This file describes the requirements and steps needed to produce a time series visualization of Engish Wikipedia traffic, split by mobile and desktop sites during January 2008 to September 2017, using Jupyter notebook and the Wikimedia Rest API.
- Jupyter notebook running an R kernel.
- This can be done locally by installing Juypter notebook or, alternatively, on the Jupyter server.
- If done locally, Python is a requirement (Python 3.3 or greater, or Python 2.7) for installing Jupyter.
- Jupyter/jupyter is licensed under the BSD 3-clause "New" or "Revised" License.
- R as a package is licensed under GPL-2 | GPL-3.
- Python 2.2 and above are licensed as per https://docs.python.org/3/license.html
- Content accessed through the Wikimedia Rest API is licensed under the CC-BY-SA 3.0 and GFDL licenses.
- Use of the Wikimedia Rest API is under the Wikimedia Terms of Use.
The Wikimedia Rest API has two endpoints for Wikipedia traffic:
- The Pagecounts API which provides access to desktop and mobile traffic data from January 2008 to July 2016.
- The Pageviews API which provides acesss to desktop, mobile web and mobile app traffic data from July 2015 to present.
The data file created as part of this project has the following structure:
- year (integer) - the year to which the traffic relates {2008, 2009, ... 2017}.
- month (integer) - the month to which the traffic relates {1, 2, ... 12}.
- pagecount_all_views - the total number of views (English desktop and mobile sites) as defined by the Pagecounts API.
- pagecount_desktop_views - the total number of views for the English desktop site as defined by the Pagecounts API.
- pagecount_mobile_views - the total number of views for the English mobile site as defined by the Pagecounts API.
- pageview_all_views - the total number of views (English desktop and mobile sites) as defined by the Pageviews API.
- pageview_desktop_views - the total number of views for the English desktop site as defined by the Pageviews API.

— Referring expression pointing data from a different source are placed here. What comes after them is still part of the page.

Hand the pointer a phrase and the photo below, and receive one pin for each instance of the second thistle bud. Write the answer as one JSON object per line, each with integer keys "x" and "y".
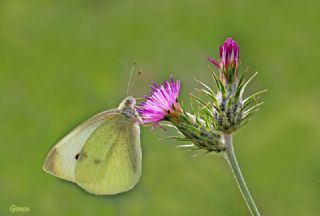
{"x": 229, "y": 62}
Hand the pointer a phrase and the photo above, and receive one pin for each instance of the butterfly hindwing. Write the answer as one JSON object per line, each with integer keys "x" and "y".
{"x": 110, "y": 160}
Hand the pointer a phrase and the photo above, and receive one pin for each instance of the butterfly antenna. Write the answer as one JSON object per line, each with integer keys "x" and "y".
{"x": 130, "y": 77}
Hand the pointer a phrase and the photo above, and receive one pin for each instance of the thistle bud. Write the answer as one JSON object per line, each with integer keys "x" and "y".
{"x": 229, "y": 62}
{"x": 162, "y": 105}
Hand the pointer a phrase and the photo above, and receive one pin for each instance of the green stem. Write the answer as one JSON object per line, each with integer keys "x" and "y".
{"x": 232, "y": 160}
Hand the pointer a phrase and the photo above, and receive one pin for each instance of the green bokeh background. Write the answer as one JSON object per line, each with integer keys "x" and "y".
{"x": 64, "y": 61}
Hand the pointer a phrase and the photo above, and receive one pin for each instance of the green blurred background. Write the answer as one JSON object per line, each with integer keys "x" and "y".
{"x": 64, "y": 61}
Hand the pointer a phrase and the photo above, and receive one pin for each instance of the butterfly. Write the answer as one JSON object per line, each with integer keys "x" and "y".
{"x": 102, "y": 155}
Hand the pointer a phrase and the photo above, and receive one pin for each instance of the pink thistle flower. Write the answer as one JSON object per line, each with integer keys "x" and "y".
{"x": 162, "y": 102}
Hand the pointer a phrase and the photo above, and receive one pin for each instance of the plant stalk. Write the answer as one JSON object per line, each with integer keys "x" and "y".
{"x": 232, "y": 160}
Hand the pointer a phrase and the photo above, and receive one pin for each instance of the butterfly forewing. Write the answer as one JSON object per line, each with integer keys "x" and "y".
{"x": 110, "y": 160}
{"x": 61, "y": 160}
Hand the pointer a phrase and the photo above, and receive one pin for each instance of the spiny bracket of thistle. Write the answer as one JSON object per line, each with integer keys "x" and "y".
{"x": 227, "y": 110}
{"x": 163, "y": 105}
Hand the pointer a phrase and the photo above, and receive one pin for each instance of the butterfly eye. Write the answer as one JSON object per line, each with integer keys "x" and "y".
{"x": 130, "y": 101}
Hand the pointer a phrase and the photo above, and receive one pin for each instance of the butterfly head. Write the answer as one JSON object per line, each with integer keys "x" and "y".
{"x": 127, "y": 108}
{"x": 129, "y": 103}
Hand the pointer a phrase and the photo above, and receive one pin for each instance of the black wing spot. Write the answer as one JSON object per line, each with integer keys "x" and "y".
{"x": 96, "y": 161}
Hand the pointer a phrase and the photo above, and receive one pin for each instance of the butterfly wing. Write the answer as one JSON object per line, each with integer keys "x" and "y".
{"x": 110, "y": 160}
{"x": 61, "y": 159}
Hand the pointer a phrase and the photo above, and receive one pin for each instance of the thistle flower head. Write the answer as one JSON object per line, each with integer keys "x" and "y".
{"x": 161, "y": 103}
{"x": 229, "y": 61}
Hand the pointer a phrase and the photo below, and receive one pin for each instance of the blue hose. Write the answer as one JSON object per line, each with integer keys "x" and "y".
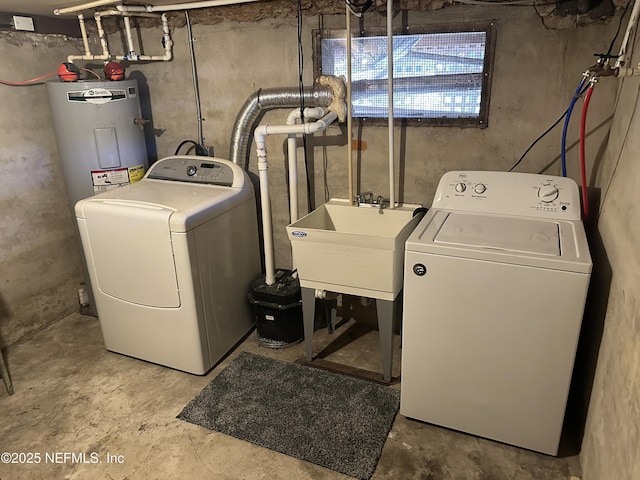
{"x": 563, "y": 151}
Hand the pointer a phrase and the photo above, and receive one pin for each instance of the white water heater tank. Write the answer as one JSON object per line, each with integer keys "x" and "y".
{"x": 99, "y": 132}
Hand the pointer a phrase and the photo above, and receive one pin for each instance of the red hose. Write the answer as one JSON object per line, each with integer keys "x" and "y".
{"x": 583, "y": 167}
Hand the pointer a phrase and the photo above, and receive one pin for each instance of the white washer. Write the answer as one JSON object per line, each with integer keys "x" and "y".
{"x": 496, "y": 277}
{"x": 171, "y": 259}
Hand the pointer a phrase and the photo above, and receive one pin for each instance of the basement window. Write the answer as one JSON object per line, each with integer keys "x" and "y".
{"x": 441, "y": 76}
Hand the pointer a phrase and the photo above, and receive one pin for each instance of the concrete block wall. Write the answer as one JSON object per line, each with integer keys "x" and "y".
{"x": 536, "y": 71}
{"x": 40, "y": 263}
{"x": 611, "y": 446}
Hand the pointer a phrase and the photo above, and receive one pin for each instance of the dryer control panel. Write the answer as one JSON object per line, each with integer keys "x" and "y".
{"x": 196, "y": 169}
{"x": 509, "y": 193}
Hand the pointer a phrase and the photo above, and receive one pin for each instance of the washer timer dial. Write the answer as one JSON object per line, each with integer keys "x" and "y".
{"x": 480, "y": 188}
{"x": 460, "y": 187}
{"x": 548, "y": 193}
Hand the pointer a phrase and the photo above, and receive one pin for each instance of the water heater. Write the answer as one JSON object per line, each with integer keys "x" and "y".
{"x": 99, "y": 131}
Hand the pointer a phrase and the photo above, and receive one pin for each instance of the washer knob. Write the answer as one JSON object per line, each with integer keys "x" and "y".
{"x": 548, "y": 193}
{"x": 480, "y": 188}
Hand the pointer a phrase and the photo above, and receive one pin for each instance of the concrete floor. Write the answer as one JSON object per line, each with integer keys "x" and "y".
{"x": 71, "y": 395}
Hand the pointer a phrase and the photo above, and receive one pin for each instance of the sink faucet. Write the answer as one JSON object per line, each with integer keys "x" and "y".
{"x": 364, "y": 198}
{"x": 368, "y": 200}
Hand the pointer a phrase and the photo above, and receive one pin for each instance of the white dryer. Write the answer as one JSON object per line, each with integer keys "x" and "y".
{"x": 496, "y": 277}
{"x": 171, "y": 259}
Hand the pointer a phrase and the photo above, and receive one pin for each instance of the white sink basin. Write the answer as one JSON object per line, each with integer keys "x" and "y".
{"x": 344, "y": 248}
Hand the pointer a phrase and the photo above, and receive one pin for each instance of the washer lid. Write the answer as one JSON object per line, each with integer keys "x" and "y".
{"x": 525, "y": 241}
{"x": 499, "y": 233}
{"x": 191, "y": 204}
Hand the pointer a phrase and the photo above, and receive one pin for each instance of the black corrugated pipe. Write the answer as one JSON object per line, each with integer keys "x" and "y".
{"x": 268, "y": 99}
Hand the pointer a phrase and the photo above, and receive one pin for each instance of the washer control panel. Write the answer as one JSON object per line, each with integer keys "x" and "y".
{"x": 195, "y": 169}
{"x": 509, "y": 193}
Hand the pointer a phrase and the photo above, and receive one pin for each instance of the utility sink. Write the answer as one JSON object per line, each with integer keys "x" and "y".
{"x": 358, "y": 250}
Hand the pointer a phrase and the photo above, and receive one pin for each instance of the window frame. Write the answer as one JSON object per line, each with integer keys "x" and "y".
{"x": 481, "y": 121}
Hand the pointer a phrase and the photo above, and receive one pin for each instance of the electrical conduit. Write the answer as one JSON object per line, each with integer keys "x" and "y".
{"x": 260, "y": 135}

- pageview_mobile_views - the total number of views for the English mobile site as defined by the Pageviews API.
Please note that views from the Pagecounts API includes views from non-human agents (e.g. spiders and webcrawlers). Views from the Pageviews API has been filtered to exclude views from non-human agents.
This Jupyter notebook contains the steps and code needed to reproduce this analysis.